The purpose of this clinical trial is to evaluate the safety and effectiveness of ONO-2808 in patients with Multiple System Atrophy with cerebellar variant (MSA-C)and Multiple System Atrophy with parkinsonian variant (MSA-P).MSA is a rare, rapidly progressing, fatal, adult-onset neurodegenerative disorder of the central and autonomic nervous systems that is characterized clinically by a variable combination of parkinsonism, cerebellar impairment, and autonomic and motor dysfunctions ONO-2808 is an investigational drug meaning that its safety, effects, and how it works are still being studied. This is a randomized (assigned by chance), placebo-controlled study, which means that some participants will receive a fake treatment (placebo) while others get the real treatment.
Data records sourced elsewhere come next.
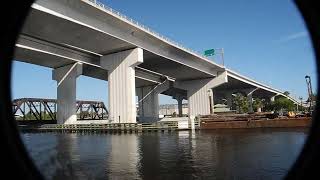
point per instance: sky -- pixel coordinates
(264, 40)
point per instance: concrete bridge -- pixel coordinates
(87, 38)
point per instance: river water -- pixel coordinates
(217, 154)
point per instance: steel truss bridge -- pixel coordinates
(46, 109)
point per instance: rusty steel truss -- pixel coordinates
(46, 109)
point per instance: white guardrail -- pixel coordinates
(156, 34)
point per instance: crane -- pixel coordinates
(310, 94)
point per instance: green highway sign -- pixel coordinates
(209, 52)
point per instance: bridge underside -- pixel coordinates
(76, 38)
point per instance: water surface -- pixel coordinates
(224, 154)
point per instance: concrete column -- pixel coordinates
(229, 100)
(250, 101)
(66, 78)
(272, 98)
(149, 106)
(249, 93)
(179, 99)
(121, 77)
(199, 92)
(148, 98)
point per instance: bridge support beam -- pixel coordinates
(250, 99)
(148, 98)
(199, 93)
(121, 77)
(229, 100)
(66, 78)
(179, 99)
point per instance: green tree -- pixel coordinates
(283, 103)
(257, 103)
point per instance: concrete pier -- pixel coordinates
(121, 77)
(66, 78)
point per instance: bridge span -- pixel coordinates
(87, 38)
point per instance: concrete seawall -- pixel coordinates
(275, 123)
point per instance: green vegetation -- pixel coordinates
(283, 103)
(258, 103)
(241, 104)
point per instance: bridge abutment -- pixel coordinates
(148, 98)
(66, 78)
(121, 78)
(200, 95)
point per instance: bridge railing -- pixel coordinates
(149, 30)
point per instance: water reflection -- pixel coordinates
(231, 154)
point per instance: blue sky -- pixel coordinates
(265, 40)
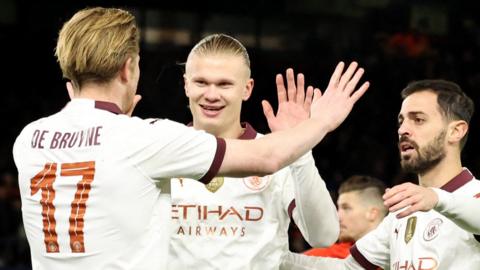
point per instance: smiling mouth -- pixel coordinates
(211, 111)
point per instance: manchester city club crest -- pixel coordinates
(215, 184)
(257, 183)
(410, 229)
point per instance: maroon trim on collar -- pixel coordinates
(464, 177)
(217, 161)
(249, 134)
(361, 259)
(291, 206)
(107, 106)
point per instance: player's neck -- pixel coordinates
(442, 173)
(103, 92)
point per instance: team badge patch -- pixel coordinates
(215, 184)
(256, 183)
(410, 230)
(432, 229)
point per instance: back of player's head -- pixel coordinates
(369, 189)
(94, 44)
(220, 44)
(453, 103)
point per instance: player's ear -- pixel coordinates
(127, 69)
(247, 91)
(185, 84)
(372, 213)
(456, 131)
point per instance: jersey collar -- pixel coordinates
(461, 179)
(107, 106)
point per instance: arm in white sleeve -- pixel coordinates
(315, 213)
(295, 261)
(460, 209)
The placebo treatment looks like the ONO-2808 medications but doesn't contain any active ingredient. The medication is in pill form and will be administered orally. This research is also double-blind, meaning that neither the participants nor the researcher will know which treatment they will be receiving. If participants choose to take part in the study they will be asked to attend up to 16 visits and the study will take up to 34 weeks. During the study, participants will be asked to go through a screening period (up to 6 weeks). The purpose of this screening period is to make sure study participants meet all the study criteria. If participants meet all study criteria, they may be asked to volunteer for the double-blind treatments. The duration of the double-blind treatment is 24 weeks which consists of 14 visits, some visits will be done at the study center/ hospital and the remaining visits will be done by a nurse from IQVIA's Research Nurse and Phlebotomy Solutions (RNPS) at participants' home. During visits, participants should anticipate tests including electrocardiograms (ECGs), vitals measurements (including temperature, blood pressure, and heart rate), and a physical/neurological examination. Some of the risks include nausea, vomiting, abdominal pain, loss of appetite, dark urine, yellow eyes, and persistent fatigue.
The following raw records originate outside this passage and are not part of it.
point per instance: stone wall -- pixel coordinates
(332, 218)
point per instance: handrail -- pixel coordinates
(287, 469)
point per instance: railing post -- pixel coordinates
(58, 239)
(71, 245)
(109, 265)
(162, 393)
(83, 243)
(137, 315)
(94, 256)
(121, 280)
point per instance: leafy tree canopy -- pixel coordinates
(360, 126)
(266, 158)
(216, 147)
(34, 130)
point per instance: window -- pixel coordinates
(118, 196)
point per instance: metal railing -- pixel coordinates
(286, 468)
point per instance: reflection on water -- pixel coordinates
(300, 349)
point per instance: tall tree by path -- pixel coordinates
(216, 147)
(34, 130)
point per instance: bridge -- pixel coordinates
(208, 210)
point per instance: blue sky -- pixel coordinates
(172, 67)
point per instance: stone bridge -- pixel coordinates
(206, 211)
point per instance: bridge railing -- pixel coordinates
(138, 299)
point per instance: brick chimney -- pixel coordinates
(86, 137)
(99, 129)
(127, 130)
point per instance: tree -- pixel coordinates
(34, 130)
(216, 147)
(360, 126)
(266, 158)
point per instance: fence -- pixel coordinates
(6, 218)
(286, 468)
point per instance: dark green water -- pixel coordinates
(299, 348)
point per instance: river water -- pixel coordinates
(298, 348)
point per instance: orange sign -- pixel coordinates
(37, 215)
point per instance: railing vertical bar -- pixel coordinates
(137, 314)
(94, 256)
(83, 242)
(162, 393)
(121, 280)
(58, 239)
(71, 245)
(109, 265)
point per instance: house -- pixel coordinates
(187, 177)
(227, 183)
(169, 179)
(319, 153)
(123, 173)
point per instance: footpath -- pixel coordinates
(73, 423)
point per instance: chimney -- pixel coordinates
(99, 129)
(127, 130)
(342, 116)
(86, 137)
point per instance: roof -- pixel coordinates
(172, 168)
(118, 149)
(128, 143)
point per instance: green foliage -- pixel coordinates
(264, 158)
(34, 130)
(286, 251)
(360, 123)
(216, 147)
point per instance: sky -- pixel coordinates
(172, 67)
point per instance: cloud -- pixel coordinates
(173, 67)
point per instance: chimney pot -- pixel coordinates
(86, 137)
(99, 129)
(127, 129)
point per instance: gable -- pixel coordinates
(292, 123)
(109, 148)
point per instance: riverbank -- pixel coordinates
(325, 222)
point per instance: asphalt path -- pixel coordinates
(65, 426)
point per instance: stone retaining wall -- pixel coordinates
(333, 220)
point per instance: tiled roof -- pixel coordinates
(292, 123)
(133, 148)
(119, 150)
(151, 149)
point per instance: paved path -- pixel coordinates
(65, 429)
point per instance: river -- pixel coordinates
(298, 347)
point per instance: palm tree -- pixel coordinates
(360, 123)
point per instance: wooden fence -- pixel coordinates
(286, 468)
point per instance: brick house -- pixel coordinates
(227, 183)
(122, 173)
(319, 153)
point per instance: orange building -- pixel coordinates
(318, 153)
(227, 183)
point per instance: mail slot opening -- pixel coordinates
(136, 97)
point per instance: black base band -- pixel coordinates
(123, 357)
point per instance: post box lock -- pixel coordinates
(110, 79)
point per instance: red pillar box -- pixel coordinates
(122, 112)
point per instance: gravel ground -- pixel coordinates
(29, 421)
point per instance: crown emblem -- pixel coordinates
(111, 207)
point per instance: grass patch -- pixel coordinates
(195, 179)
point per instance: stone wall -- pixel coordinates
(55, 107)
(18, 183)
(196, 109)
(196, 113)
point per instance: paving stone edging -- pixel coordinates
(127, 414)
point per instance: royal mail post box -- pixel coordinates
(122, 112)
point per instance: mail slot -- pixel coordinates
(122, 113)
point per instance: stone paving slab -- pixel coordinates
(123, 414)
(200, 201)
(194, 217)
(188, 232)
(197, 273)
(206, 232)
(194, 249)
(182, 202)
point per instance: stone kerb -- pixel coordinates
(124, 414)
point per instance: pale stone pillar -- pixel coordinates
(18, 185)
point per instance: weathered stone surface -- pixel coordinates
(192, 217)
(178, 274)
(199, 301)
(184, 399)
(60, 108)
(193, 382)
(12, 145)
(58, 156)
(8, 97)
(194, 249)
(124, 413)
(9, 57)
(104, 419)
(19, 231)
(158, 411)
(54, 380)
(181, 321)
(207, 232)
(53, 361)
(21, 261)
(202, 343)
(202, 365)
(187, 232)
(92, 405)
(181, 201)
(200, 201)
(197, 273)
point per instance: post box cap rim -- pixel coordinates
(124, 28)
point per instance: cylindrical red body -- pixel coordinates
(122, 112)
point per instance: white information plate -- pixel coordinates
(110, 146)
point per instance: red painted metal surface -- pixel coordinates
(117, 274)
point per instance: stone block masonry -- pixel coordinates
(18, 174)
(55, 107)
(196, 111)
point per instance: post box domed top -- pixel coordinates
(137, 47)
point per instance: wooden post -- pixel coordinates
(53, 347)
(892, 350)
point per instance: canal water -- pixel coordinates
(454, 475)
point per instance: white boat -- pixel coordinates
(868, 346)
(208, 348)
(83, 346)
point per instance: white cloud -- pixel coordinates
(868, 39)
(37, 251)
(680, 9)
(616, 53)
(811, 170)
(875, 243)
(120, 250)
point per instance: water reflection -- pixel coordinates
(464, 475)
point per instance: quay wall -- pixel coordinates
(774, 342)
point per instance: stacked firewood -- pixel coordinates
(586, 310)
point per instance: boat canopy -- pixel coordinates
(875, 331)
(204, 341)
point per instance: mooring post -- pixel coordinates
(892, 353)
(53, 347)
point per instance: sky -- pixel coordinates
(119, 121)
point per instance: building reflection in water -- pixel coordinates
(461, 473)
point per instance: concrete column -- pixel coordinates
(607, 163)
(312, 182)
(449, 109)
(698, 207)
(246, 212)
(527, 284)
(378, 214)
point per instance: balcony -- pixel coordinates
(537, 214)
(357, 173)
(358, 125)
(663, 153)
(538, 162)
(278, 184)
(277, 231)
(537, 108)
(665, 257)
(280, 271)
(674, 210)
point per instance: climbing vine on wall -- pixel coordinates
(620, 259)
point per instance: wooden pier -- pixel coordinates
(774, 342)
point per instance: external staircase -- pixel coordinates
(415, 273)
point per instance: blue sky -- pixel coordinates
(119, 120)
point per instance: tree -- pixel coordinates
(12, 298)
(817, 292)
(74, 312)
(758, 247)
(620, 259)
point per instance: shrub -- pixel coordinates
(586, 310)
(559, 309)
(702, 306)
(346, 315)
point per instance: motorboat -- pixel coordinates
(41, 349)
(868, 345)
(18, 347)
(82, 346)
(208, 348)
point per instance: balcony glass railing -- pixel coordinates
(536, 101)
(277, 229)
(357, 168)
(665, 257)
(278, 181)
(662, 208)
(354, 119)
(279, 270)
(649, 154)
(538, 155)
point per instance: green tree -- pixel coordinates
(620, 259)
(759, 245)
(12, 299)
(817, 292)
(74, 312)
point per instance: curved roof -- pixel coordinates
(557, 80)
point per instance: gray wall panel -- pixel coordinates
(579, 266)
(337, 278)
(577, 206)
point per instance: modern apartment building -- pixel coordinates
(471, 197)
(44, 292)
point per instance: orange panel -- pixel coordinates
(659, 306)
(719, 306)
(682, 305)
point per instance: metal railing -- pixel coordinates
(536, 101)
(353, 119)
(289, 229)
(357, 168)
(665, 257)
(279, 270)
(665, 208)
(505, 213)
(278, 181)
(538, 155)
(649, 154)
This study is for patients with hypertrophic cardiomyopathy (HCM). HCM is a condition where the heart muscle becomes abnormally thickened, which can sometimes block the blood flow out of the heart and results in the heart muscle working harder to pump blood to the body. Participants who have completed participation in a previous HCM study investigating the study drug, called aficamten (CK-3773274), will be eligible to participate in this study.
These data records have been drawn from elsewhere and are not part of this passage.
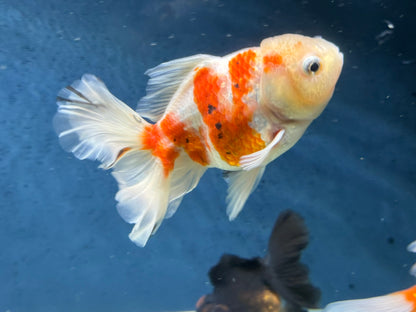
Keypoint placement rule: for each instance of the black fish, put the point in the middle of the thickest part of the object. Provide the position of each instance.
(278, 282)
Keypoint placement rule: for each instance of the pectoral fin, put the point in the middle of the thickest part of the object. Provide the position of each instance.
(257, 159)
(240, 186)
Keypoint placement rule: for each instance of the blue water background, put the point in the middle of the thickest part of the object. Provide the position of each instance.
(352, 176)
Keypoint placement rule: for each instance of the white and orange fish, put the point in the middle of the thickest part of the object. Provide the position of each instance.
(236, 113)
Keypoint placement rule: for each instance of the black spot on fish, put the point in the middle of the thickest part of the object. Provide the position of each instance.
(211, 109)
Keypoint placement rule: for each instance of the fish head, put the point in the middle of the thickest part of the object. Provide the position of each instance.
(240, 285)
(299, 75)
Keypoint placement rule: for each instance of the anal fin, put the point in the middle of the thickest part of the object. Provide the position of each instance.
(240, 185)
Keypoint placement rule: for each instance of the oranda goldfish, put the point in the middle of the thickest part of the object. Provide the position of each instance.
(236, 113)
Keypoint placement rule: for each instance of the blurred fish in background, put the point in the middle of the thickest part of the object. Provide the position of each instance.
(280, 283)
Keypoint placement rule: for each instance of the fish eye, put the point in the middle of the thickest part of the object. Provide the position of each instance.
(311, 64)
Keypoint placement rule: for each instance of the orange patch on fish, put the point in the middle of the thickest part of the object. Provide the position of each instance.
(152, 139)
(229, 132)
(188, 139)
(271, 61)
(410, 295)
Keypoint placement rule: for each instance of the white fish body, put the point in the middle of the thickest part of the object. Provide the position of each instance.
(235, 113)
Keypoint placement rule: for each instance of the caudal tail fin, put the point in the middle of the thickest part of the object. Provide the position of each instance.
(291, 279)
(93, 124)
(402, 301)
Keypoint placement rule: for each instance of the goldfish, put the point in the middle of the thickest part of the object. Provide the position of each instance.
(400, 301)
(236, 113)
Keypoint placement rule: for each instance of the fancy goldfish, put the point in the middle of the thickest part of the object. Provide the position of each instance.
(236, 113)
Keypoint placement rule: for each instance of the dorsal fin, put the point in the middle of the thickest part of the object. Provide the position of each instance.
(164, 80)
(290, 277)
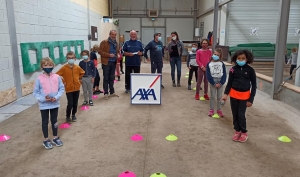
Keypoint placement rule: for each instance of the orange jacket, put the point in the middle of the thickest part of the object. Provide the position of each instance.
(71, 77)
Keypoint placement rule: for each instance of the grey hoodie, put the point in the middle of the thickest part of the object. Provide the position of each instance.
(293, 59)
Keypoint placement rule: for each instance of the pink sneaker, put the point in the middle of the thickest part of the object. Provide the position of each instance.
(243, 138)
(211, 112)
(220, 113)
(236, 136)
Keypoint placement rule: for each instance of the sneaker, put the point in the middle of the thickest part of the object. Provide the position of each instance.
(74, 119)
(197, 97)
(47, 144)
(57, 142)
(206, 97)
(211, 112)
(243, 138)
(113, 95)
(220, 113)
(236, 136)
(68, 119)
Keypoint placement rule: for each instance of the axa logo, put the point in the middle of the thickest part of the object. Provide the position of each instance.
(144, 94)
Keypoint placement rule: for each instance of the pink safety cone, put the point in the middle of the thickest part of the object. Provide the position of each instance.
(137, 137)
(4, 138)
(127, 174)
(84, 108)
(65, 125)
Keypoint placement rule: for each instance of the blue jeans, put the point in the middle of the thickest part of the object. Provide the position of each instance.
(109, 77)
(175, 61)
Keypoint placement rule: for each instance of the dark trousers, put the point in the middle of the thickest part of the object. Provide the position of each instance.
(175, 61)
(292, 69)
(194, 69)
(128, 71)
(109, 77)
(97, 79)
(238, 108)
(72, 98)
(45, 121)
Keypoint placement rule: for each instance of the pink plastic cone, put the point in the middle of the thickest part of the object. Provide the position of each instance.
(95, 96)
(84, 108)
(137, 137)
(4, 138)
(127, 174)
(64, 126)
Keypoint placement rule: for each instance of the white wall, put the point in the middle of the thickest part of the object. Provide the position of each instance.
(6, 65)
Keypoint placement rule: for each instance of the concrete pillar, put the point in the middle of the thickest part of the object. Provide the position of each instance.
(297, 77)
(215, 31)
(280, 46)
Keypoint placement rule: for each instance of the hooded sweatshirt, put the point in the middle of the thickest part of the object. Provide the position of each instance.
(50, 86)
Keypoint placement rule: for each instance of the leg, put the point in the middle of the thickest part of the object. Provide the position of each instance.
(70, 103)
(199, 80)
(105, 78)
(53, 117)
(75, 102)
(234, 103)
(241, 115)
(45, 121)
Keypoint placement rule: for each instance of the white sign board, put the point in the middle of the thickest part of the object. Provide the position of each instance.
(145, 88)
(254, 31)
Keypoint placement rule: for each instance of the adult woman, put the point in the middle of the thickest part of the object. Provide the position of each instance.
(175, 48)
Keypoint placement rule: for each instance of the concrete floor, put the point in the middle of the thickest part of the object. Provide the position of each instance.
(99, 144)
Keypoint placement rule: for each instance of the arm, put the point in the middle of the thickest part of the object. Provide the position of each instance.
(102, 52)
(208, 75)
(253, 86)
(37, 91)
(229, 83)
(61, 89)
(223, 79)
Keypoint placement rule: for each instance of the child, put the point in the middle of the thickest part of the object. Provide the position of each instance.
(88, 78)
(119, 59)
(216, 76)
(72, 77)
(192, 65)
(293, 60)
(241, 79)
(203, 56)
(48, 89)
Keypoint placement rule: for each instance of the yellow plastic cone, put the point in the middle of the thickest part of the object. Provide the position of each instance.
(284, 139)
(171, 137)
(158, 175)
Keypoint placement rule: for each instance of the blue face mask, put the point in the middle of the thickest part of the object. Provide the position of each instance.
(215, 57)
(240, 63)
(48, 70)
(71, 61)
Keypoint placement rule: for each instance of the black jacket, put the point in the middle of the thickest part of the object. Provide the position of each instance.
(242, 79)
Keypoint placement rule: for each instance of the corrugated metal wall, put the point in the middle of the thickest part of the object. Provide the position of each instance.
(244, 14)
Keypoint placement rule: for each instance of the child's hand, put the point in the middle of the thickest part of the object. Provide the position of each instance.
(248, 104)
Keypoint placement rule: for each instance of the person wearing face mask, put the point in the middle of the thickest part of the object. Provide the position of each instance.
(156, 54)
(48, 89)
(175, 48)
(72, 76)
(241, 87)
(88, 78)
(216, 76)
(192, 65)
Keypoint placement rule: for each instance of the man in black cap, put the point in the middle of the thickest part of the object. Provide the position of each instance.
(156, 54)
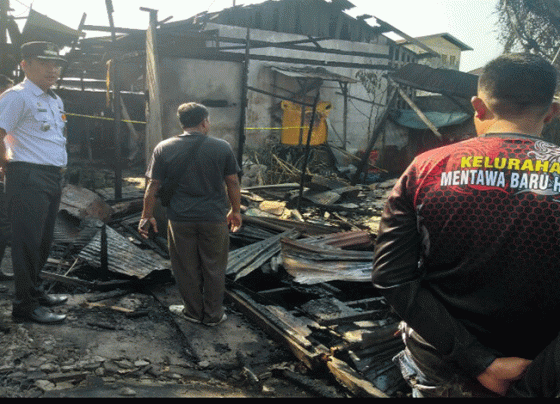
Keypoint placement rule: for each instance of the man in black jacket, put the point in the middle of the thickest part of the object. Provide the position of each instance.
(467, 252)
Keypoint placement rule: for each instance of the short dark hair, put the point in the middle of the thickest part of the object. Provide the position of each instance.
(5, 81)
(192, 114)
(519, 81)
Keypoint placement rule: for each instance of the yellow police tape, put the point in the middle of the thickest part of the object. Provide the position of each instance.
(144, 123)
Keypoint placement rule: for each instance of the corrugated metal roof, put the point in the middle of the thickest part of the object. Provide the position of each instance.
(440, 81)
(316, 18)
(310, 72)
(410, 119)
The study is done to collect long-term safety and tolerability data, including assessments of cardiac structure and function during chronic dosing with aficamten. Aficamten is a tablet taken by mouth. This is an open label study (the participants and study team will know the dose of aficamten taken at any given time). If your screening results show you are eligible to continue in the study, you will visit the research site for the "first dosing day" (Day 1), followed by visits at Weeks 2, 4, 6, 12, then every 12 weeks thereafter. Study related procedures include blood work, echocardiograms (ultrasound test of the heart), electrocardiogram (recording of heart's electrical activity), physical exams, and questionnaires. Risks associated with this study include shortness of breath, nausea, diarrhea, headaches and dizziness.

This is a global, Phase 3b/4, randomized, open-label, efficacy assessor-blinded, multi-center study that will evaluate upadacitinib compared to dupilumab in adult subjects with moderate to severe AD and inadequate response to dupilumab after at least 6 months of current use. The study consists of a 35-day Screening Period; an 8-week randomized, open-label, efficacy assessor blinded treatment period for all participants (Period 1); a 24-week open-label, efficacy assessor-blinded extension period for all participants who finish Period 1 (Period 2) (total duration of Period 1 and Period 2 is 32 weeks); and a 30-day Follow-up visit.